What we do know is that a consolidation is underway in the renewable energy industry as established energy players rush to start or enhance their portfolios and renewable energy companies seek to cash-in on a liquidity event at near record market prices. This is a wise strategy, one only has to look at the ethanol segment today vs. two years ago to see how quickly and completely the bubble can pop. Caithness has provided a model for this, effectively exiting the operations of renewable power plants with the ArcLight Capital deal consummated earlier this year.
But what about valuation? Ormat is a $300M gross sales company split with 80% coming from electricity generation and 20% from equipment sales. Net income trailing 12 months is $21M and current market cap is $2B, 100x earnings value. Wow. The company carries nearly $500M in debt and has $73M in cash. The generation portfolio is around 370MW today and could double in the next 5-7 years, though it would be interesting to see how the company would choose to finance such aggressive expansion.
As a point of comparison, Calpine (OTC: CPNLQ.PK) has a geothermal portfolio of 800MW, development potential to increase that by 500MW over the next 5-7 years, and also has over 23,000MW of natural gas generation assets. Admittedly, Calpine is working to emerge from a painful and slow bankruptcy and does not have an equipment business as points of difference. Looking at the revenue, (though Calpine declines to segment revenues by gas fired and geothermal segments) we estimate that Calpine is capturing at least $400M per year in revenue from their geothermal portfolio and throwing off in excess of $100M per year in net income from the portfolio. Calpine’s market cap? $750M.
On the basis of this analysis, we would suggest that it would make more sense for large players looking to enter the renewable energy market in a big way to acquire Calpine, even at 100% premium of market price today, divest the natural gas resources and develop the other 500MW in Calpine’s pipeline. This would likely be more cost effective than taking on a smaller portfolio with an equipment business at a staggering premium. The bankruptcy proceedings definitely would complicate the matter, but it would be worth it to get such valuable assets without paying such a steep premium over intrinsic value.
Our analysis leads us to believe that Ormat is worth about $40/share presently, thus the current share price of $51.50 leads to substantial downside risk in the near to mid-term.
Disclosure: MeV holds no position in Ormat or Calpine. Tweet
Re: Caithness & ArcLight, a major difference btwn that & what may befall Ormat is that ArcLight has been intimately intwined w/Caithness for nearly a decade, while Ormat has no comparable partner.
Hi Art,
Thanks for the comment and that’s a very interesting observation. I didn’t know about the history between Caithness and ArcLight.
Thanks,
Mike
Mike, Thanks for the article. What price are you referring to as Calpines “market price today”? and paying 100% more for it.

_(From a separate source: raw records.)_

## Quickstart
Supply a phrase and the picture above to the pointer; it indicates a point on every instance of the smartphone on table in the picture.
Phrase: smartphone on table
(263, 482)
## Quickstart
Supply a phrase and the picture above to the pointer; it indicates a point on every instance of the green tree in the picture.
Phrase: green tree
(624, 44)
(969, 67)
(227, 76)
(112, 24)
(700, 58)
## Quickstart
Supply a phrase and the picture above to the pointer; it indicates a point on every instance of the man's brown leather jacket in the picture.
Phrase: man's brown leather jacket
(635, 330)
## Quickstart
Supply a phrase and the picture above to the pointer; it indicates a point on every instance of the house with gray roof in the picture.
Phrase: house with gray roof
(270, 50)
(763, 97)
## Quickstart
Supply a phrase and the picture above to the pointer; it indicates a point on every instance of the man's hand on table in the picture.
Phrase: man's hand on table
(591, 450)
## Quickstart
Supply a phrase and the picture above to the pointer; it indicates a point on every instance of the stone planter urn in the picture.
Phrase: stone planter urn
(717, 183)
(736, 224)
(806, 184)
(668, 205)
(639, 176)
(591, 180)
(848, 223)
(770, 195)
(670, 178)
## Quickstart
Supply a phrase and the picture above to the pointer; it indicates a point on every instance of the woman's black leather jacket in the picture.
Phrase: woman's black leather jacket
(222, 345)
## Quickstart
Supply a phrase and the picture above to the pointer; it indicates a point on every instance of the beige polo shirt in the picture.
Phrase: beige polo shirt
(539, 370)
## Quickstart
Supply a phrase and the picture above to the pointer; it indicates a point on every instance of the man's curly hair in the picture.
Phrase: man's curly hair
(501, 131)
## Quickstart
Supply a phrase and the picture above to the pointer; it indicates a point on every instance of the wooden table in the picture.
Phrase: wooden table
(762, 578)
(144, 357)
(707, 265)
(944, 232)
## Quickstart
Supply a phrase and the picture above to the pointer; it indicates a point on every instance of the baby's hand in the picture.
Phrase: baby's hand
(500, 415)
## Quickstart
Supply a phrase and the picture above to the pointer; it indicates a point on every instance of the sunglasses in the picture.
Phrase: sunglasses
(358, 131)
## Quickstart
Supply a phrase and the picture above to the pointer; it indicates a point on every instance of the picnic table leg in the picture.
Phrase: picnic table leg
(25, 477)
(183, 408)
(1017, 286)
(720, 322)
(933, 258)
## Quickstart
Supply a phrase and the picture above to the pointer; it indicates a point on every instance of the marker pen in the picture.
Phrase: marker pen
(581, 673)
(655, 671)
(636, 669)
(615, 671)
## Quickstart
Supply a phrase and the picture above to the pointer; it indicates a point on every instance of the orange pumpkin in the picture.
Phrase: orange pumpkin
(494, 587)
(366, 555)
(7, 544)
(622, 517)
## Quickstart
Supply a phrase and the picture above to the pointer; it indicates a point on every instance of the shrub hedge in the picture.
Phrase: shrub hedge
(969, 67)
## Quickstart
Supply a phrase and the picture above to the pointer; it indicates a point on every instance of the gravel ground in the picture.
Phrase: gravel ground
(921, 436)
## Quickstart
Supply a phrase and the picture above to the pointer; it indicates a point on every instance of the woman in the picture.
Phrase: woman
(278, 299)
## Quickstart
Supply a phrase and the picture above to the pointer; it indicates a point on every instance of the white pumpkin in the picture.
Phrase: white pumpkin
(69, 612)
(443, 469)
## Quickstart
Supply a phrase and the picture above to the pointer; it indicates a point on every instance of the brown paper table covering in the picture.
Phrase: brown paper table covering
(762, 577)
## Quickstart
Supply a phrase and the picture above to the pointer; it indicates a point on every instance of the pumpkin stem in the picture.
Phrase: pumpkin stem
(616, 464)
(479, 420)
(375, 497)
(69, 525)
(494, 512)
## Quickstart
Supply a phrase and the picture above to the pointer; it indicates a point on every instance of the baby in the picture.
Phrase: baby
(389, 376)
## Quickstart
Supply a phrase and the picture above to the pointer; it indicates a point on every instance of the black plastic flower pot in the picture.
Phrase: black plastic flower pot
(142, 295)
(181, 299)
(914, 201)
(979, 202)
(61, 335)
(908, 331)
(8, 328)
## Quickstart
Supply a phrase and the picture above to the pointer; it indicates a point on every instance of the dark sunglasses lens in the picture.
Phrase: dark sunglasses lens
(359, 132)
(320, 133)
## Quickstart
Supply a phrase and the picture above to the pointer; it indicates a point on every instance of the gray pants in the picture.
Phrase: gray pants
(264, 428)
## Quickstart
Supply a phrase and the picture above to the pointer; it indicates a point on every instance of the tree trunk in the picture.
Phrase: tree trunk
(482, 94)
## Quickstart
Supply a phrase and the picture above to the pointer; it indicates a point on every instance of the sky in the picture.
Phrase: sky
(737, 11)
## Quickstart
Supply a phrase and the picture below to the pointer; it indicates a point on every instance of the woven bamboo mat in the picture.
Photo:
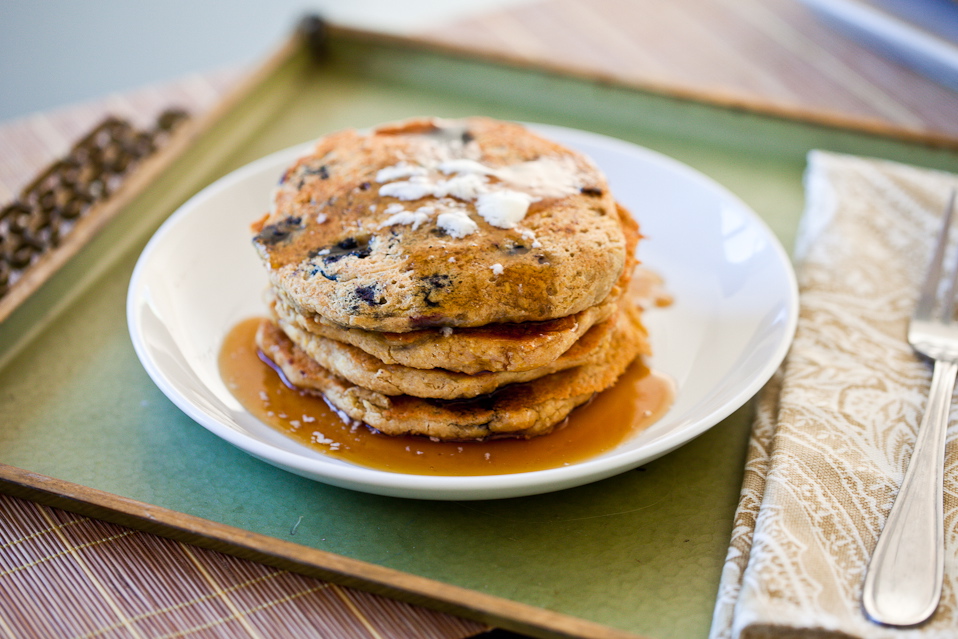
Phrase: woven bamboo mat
(64, 575)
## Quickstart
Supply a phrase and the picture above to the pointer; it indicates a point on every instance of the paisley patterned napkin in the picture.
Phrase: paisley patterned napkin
(836, 426)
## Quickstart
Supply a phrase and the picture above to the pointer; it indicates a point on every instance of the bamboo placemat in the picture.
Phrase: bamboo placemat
(65, 575)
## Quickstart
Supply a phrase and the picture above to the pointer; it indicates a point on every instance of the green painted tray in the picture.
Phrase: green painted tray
(84, 428)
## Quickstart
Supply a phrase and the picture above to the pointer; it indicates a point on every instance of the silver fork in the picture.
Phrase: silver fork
(903, 584)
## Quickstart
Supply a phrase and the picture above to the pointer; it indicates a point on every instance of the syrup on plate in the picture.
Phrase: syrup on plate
(637, 400)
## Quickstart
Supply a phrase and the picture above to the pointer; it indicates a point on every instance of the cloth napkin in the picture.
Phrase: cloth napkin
(836, 426)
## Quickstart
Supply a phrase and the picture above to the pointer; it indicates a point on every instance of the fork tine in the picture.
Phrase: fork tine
(929, 289)
(946, 312)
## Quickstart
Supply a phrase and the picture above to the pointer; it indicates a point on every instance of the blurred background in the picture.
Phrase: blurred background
(55, 52)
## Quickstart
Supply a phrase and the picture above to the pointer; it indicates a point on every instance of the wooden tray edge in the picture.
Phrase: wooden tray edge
(729, 100)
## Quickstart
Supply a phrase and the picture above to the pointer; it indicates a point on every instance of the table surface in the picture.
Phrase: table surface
(103, 579)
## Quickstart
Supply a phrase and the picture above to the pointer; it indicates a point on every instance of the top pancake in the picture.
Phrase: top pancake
(431, 223)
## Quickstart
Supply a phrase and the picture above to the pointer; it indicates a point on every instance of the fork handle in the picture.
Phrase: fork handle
(903, 584)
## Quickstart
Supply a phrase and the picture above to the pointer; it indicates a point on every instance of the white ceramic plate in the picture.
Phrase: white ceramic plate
(728, 330)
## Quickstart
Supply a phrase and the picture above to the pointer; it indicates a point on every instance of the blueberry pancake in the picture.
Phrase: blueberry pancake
(491, 348)
(459, 279)
(442, 224)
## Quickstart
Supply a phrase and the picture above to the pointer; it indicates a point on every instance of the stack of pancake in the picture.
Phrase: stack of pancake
(460, 280)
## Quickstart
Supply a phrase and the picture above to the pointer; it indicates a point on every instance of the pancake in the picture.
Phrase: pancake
(414, 224)
(495, 348)
(362, 369)
(526, 410)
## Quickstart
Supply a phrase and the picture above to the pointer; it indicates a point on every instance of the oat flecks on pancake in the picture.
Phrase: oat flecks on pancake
(412, 225)
(518, 410)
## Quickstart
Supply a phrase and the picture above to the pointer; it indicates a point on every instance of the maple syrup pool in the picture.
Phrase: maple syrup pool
(638, 399)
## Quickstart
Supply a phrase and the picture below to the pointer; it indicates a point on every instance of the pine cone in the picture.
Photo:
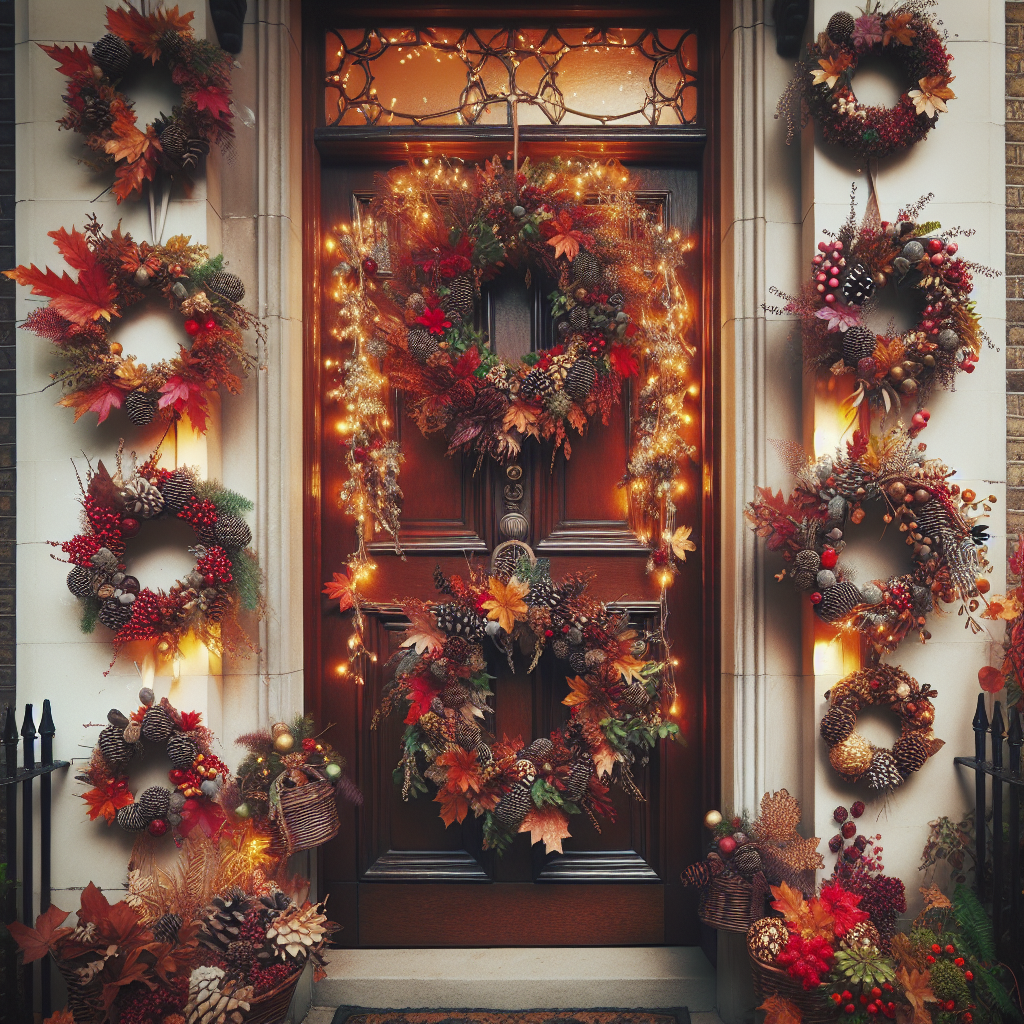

Also, what did you mean by calpine “throwing off an exess of 100 m”? Is you implication that most of the profit is coming from the geysers?
Thanks
Craig
Craig,
Yesterday, when I wrote the piece the stock was trading at about $1.55/share, around a $750M market cap. I could imagine paying up to $1.5B for Calpine, disposing of the unprofitable natural gas generation business, starting further geothermal development, and reemerging as the largest pure-play renewable generation company in the country. (Yes, FPL has lots of wind and solar thermal, but the capacity factor on wind generously is 35% and solar thermal is 24%.) It wouldn’t be easy or simple, but it would be worthwhile. If I had access to that kind of cash, that’s what I’d do…
On the $100M comment, if you only factor the geothermal plants and take assumptions of an 800MW portfolio operating at 90% with a net power purchase price of $60/MWh (yes, you can get more, but Calpine’s PPAs are long in the tooth) you’ll get a gross revenue number of around $380+M for the geothermal portfolio. That’s likely an understated number. Factoring in debt service, O&M costs, and provision for income tax would leave net income in the $100M range, we think. These numbers aren’t broken out in Calpine’s reporting, but there are comparable performance metrics available which lead us to that conclusion.
Thanks for commenting, hope that answers your questions.